Amy came to California in 1992, immediately after graduating from the University of Virginia, where she majored in urban and environmental planning. She came to work as an intern for the U.S. Fish and Wildlife Service at the San Francisco Bay National Wildlife Refuge. During her eight months at the refuge, in Fremont, she enjoyed getting to know the Bay Area and its wildlife. When another internship came up on the Hawaiian island of Kaua’i, however, she jumped at the chance. Then, after a year in Hawai’i, a “real” job came up at the San Francisco Bay refuge. She applied and was hired to work in public outreach and environmental education. “It was nice being out in the marshes,” she said, “though dealing with groups of teenagers was sometimes a challenge.”

Four years later she went to work for Save the Bay, where she got her first experience at project management running the environmental education program, Canoes in Sloughs, and managing staff. “I got to meet a lot of agency people, and to learn about how public and private groups can work together,” she said, “as well as good experience in project management.”

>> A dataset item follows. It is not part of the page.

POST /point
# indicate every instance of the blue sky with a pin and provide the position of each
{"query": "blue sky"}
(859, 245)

With each career move, Amy added to her qualifications to work on important restoration and conservation projects. In 2000, the Coastal Conservancy hired her and assigned her to the Napa-Sonoma Marsh Restoration Project. That project had been under way for six years, moving slowly. It involves restoration of 10,000 acres of salt ponds along the lower Napa River to a mix of tidal habitat and managed wetlands. Construction is expected to begin in 2005. “I learned a lot about working with the U.S. Army Corps of Engineers and technical consultants on the project,” she says. “Also about restoration modeling and preparing Environmental Impact Reports and Statements—all of that was good preparation for the South Bay Salt Ponds project.”

In February 2003, the California Wildlife Conservation Board approved $100 million for the purchase of 25 square miles of salt ponds, using federal, state, and private foundation funds. A month later, title to the lands was transferred to the Department of Fish and Game and the U.S. Fish and Wildlife Service. Planning is now under way for what will be the largest tidal wetland restoration project on the Pacific Coast.

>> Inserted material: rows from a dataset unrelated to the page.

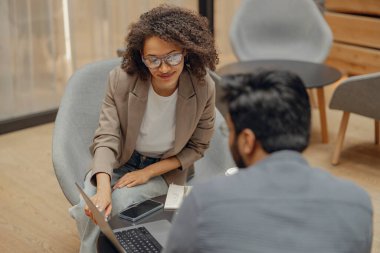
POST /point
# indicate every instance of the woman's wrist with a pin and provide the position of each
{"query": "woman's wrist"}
(103, 182)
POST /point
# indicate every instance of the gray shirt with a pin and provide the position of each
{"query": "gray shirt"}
(280, 204)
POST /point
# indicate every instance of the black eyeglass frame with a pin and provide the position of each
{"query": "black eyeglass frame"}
(163, 59)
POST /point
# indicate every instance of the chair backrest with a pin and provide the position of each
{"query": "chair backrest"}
(280, 29)
(359, 94)
(78, 118)
(76, 122)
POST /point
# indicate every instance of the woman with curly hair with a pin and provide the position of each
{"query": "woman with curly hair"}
(157, 117)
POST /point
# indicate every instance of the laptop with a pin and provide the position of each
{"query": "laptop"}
(127, 239)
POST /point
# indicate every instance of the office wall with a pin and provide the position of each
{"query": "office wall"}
(44, 41)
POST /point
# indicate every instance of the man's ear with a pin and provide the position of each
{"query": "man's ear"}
(246, 142)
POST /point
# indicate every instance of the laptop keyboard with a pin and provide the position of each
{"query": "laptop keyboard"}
(138, 240)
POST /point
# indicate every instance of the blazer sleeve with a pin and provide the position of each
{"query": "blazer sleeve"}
(106, 143)
(200, 139)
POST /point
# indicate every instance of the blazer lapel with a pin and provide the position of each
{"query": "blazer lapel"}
(186, 109)
(136, 108)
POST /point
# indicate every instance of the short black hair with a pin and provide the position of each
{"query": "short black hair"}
(273, 104)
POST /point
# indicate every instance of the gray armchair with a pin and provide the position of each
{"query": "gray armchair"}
(359, 95)
(77, 120)
(280, 29)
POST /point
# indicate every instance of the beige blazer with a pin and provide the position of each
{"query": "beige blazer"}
(122, 113)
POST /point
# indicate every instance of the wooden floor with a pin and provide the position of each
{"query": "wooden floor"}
(33, 210)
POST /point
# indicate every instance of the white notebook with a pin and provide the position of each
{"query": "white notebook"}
(175, 196)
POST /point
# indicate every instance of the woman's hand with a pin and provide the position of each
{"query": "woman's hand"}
(102, 199)
(134, 178)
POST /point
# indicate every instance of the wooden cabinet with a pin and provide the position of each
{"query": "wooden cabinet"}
(356, 28)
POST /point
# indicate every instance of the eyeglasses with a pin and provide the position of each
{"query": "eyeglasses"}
(172, 59)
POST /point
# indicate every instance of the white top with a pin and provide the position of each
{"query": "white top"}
(157, 131)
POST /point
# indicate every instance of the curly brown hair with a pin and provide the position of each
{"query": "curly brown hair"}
(176, 25)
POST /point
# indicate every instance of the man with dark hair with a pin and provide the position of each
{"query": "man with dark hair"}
(278, 203)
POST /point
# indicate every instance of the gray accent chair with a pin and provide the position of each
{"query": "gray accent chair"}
(359, 95)
(280, 29)
(77, 120)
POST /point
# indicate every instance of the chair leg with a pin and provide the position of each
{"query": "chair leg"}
(313, 102)
(341, 134)
(322, 114)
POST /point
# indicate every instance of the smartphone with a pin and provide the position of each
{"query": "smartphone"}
(140, 210)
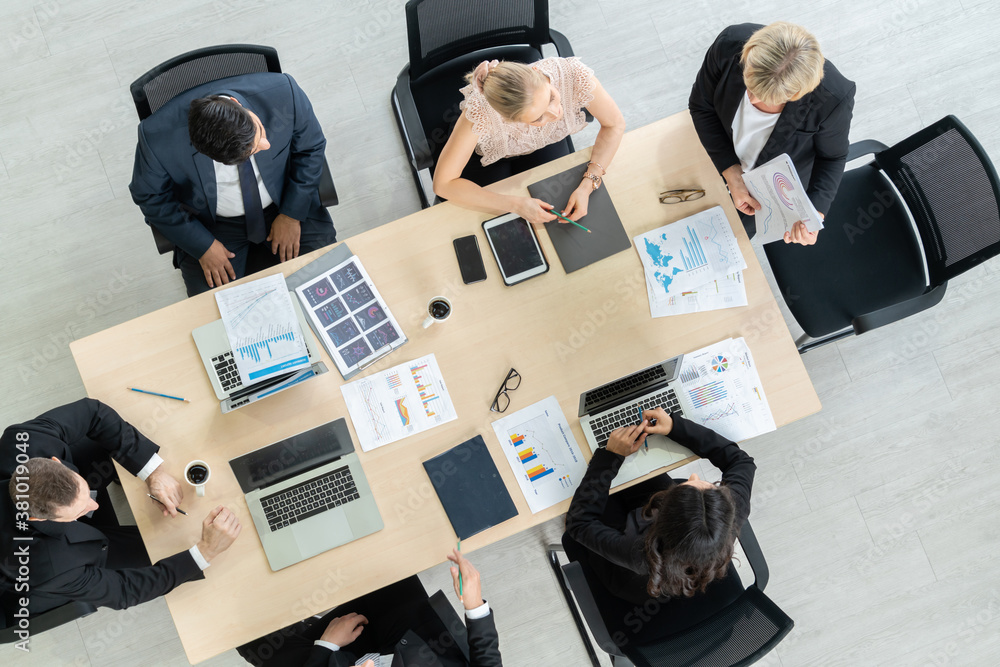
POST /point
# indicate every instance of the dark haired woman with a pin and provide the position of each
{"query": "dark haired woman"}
(663, 539)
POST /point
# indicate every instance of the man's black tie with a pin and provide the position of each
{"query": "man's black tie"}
(252, 208)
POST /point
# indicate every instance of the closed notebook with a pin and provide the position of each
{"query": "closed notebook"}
(470, 488)
(575, 247)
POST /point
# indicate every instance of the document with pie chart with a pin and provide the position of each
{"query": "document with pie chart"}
(721, 389)
(783, 200)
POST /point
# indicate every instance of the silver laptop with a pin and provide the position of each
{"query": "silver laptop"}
(621, 402)
(307, 494)
(217, 355)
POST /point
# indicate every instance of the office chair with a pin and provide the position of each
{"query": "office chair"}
(43, 622)
(167, 80)
(739, 633)
(919, 214)
(447, 39)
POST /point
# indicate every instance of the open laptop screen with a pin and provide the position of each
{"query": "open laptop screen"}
(291, 456)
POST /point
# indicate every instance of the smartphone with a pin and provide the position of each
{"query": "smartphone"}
(470, 260)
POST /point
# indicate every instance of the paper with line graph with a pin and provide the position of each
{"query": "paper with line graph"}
(263, 330)
(783, 200)
(692, 265)
(542, 452)
(404, 400)
(721, 389)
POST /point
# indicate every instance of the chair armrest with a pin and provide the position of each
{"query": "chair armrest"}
(48, 620)
(898, 311)
(327, 191)
(577, 583)
(751, 547)
(409, 122)
(561, 43)
(864, 147)
(452, 622)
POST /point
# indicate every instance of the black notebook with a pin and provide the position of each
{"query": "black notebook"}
(470, 488)
(575, 247)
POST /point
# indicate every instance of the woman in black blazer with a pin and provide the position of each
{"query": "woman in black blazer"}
(663, 539)
(752, 71)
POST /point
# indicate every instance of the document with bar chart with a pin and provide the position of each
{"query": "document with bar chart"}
(542, 452)
(721, 389)
(401, 401)
(692, 265)
(263, 330)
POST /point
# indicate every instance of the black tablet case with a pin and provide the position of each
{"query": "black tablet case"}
(575, 247)
(470, 488)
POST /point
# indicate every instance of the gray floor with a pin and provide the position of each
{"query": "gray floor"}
(877, 515)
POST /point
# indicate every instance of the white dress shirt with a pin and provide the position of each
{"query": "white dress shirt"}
(751, 130)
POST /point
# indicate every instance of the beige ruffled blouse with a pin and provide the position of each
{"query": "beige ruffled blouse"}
(500, 138)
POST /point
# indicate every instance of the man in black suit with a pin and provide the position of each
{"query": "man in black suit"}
(751, 72)
(57, 543)
(196, 154)
(397, 623)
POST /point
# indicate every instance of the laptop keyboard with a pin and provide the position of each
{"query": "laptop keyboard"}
(628, 415)
(225, 369)
(309, 498)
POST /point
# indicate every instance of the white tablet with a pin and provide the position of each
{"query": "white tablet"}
(515, 248)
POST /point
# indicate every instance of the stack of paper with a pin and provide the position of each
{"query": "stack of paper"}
(722, 391)
(692, 265)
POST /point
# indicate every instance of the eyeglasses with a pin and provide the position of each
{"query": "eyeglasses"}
(677, 196)
(502, 401)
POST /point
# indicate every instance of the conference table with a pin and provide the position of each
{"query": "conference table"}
(564, 333)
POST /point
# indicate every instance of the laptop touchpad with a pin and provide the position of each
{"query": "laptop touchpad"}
(321, 533)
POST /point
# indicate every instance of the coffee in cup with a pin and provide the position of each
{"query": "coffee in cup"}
(438, 310)
(197, 474)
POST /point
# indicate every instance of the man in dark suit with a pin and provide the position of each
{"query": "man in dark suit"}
(199, 159)
(812, 105)
(397, 623)
(57, 543)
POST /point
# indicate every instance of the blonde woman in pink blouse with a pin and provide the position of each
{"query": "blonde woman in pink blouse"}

The salt pond restoration project takes most of Amy’s time now, and it allows her finally to make full use of her education in planning. “Restoring the South Bay’s ecosystem will take decades, and probably hundreds of millions of dollars,” Amy says. “We plan to manage the work adaptively, and involve scientists, land managers, and the public throughout the project.” She enjoys working with scientists, and explaining their work on the project to the public. “I love all the wetland restoration issues—the scientific components and their complexities.” She coordinates the technical side of the work with policy and regulatory agencies; handles permits, contracts, agreements, and invoices; secures funding and drums up public support for the project.

Sure, she’d like to be in the field more, she says, and she has not entirely let that go. “I do still take part in the annual clapper rail surveys. I go out in air boats with Fish and Wildlife Service staff and count the birds. It’s so interesting to be in these wetlands that are surrounded by millions of people, and see that such fragile species can survive there.” One of the exciting things about restoration work is that nature responds so vigorously to even small efforts, says Amy.

Huge projects like the South Bay Salt Ponds also need lots of people sitting at their desks—especially a “collaborative process coordinator.”